Diaprepes root weevil

Origin:

It is believed that this beetle is native to the Caribbean, and was imported into the U.S. around 1960 on plants from Puerto Rico. It now infests the Southeast U.S. west to Texas and on a regular basis is intercepted in shipments of plants in California.

Biology:

This weevil is a serious pest of citrus, but also feeds on more than 279 plants in 50 plant families, including corn, sugarcane, and many ornamental and other agricultural plants. Adult beetles live for up to 5 months, and females can deposit an average of 5,000 eggs in their lifetime, attaching these to protected areas of leaves in batches of 30 to 260 eggs, often gluing the edges of leaves together to form that secure oviposition site. The larvae drop to the soil and burrow down to feed extensively on the roots of the plants, ultimately girdling the crown area of the root and killing the plant. The adult beetles emerge and may walk or fly to new plants nearby, and generally remain on the chosen plant unless disturbed. The complete life cycle may take from 5 to 18 months, depending on temperature and soil conditions. Dry, compacted soils deter the larvae from moving to the roots and deter the adults from exiting the soil.

Identification:

Adult beetles are fairly large weevils, ranging from 3/8 to ¾ inch long. Their color varies considerably, from gray to yellow to bi-colored orange and black. Typically the wings will have broad lengthwise bands of alternating light and dark colors.

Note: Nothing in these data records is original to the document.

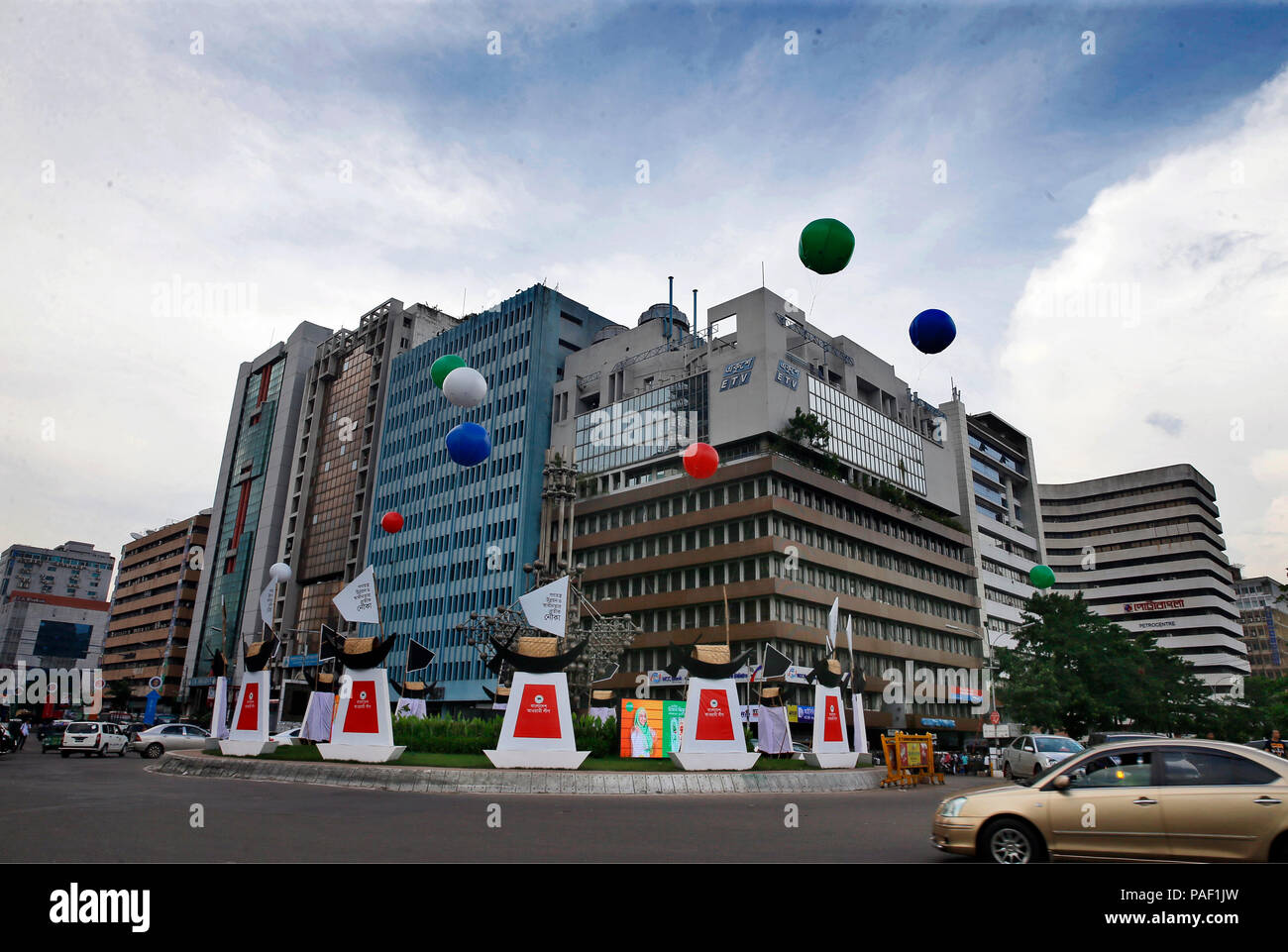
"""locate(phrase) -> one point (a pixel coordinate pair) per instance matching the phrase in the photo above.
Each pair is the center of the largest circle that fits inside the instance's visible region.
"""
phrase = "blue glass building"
(468, 531)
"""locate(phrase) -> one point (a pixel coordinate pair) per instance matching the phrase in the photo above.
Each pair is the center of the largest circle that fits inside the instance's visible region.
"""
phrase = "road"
(102, 810)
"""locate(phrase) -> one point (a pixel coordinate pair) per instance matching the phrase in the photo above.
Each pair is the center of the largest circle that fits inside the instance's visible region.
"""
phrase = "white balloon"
(465, 386)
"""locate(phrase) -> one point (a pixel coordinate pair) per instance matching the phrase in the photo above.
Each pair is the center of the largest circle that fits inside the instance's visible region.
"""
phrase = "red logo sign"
(832, 721)
(361, 716)
(539, 712)
(248, 717)
(713, 720)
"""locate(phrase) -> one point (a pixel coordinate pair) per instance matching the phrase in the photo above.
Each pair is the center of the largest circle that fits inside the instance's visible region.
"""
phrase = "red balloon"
(700, 460)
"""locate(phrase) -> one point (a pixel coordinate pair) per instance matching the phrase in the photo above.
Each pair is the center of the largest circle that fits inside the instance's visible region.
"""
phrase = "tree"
(1076, 672)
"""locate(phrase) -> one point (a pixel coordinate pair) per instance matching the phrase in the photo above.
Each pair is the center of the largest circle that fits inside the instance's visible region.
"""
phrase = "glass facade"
(867, 440)
(241, 505)
(651, 424)
(468, 531)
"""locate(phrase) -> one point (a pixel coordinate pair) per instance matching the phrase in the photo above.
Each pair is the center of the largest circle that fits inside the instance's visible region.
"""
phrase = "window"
(1193, 768)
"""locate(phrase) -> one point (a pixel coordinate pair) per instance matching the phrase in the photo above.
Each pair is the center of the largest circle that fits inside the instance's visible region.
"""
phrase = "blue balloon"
(469, 445)
(931, 331)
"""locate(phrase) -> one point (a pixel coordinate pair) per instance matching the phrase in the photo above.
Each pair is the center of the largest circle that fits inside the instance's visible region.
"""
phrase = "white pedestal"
(537, 727)
(248, 736)
(362, 715)
(362, 753)
(831, 743)
(712, 728)
(537, 759)
(732, 760)
(832, 762)
(246, 749)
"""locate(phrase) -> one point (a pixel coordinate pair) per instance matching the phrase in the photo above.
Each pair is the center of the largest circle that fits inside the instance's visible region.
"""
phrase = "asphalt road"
(103, 810)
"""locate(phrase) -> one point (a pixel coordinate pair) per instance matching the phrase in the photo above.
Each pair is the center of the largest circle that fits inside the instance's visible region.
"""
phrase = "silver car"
(156, 741)
(1031, 754)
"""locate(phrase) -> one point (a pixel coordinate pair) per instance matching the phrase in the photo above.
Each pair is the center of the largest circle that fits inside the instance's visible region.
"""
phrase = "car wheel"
(1012, 843)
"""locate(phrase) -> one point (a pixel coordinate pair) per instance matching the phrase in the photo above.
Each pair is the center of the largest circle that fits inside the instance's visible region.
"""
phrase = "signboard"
(651, 728)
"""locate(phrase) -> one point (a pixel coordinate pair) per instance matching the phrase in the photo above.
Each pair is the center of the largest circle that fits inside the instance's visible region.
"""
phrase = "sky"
(1098, 195)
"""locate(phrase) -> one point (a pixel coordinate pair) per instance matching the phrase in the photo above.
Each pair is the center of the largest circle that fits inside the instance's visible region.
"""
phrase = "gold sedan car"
(1160, 800)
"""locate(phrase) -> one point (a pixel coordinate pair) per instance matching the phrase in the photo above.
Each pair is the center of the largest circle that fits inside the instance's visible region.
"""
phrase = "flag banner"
(861, 730)
(266, 603)
(410, 707)
(357, 600)
(219, 716)
(327, 650)
(546, 608)
(776, 664)
(773, 736)
(317, 716)
(417, 656)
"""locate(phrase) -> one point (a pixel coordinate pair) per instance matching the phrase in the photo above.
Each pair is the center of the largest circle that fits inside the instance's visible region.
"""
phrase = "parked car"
(1157, 798)
(1031, 754)
(52, 738)
(154, 742)
(1115, 736)
(93, 737)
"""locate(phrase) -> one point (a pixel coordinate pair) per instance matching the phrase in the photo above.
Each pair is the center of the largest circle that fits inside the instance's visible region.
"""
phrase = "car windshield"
(1057, 745)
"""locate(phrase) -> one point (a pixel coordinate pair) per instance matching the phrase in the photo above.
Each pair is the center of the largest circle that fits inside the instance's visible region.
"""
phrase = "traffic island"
(447, 780)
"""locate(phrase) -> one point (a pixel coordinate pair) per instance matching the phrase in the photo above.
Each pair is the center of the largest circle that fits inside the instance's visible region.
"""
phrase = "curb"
(445, 780)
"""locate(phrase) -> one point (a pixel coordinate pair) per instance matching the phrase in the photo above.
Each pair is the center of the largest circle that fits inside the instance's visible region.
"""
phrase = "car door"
(1222, 805)
(1112, 806)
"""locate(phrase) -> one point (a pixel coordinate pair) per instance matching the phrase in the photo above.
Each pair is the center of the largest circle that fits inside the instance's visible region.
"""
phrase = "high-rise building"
(329, 513)
(468, 531)
(250, 502)
(780, 531)
(53, 605)
(997, 483)
(153, 607)
(1263, 614)
(1145, 550)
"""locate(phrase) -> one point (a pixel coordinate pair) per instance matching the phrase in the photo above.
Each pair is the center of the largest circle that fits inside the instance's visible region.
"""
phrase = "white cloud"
(1168, 304)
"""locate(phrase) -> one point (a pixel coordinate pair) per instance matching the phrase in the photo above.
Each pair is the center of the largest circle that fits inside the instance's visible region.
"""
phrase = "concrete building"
(53, 605)
(252, 496)
(1263, 617)
(780, 531)
(997, 484)
(1145, 550)
(153, 608)
(330, 505)
(469, 531)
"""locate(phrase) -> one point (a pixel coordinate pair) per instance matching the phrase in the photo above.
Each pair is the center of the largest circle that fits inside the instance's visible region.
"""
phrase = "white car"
(1031, 754)
(93, 737)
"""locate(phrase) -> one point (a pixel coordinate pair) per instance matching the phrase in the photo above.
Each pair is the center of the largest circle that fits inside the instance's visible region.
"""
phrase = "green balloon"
(825, 245)
(1041, 578)
(443, 366)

Characteristicts Important to Control:

Managing the beetle combines sanitation and the removal of leaf litter, monitoring with traps or visual sightings, and chemical applications to kill adult beetles on the foliage. Insecticides have very limited effectiveness on the larvae in the soil. The use of parasites and predators for the larvae is being tested, with varying degrees of effectiveness.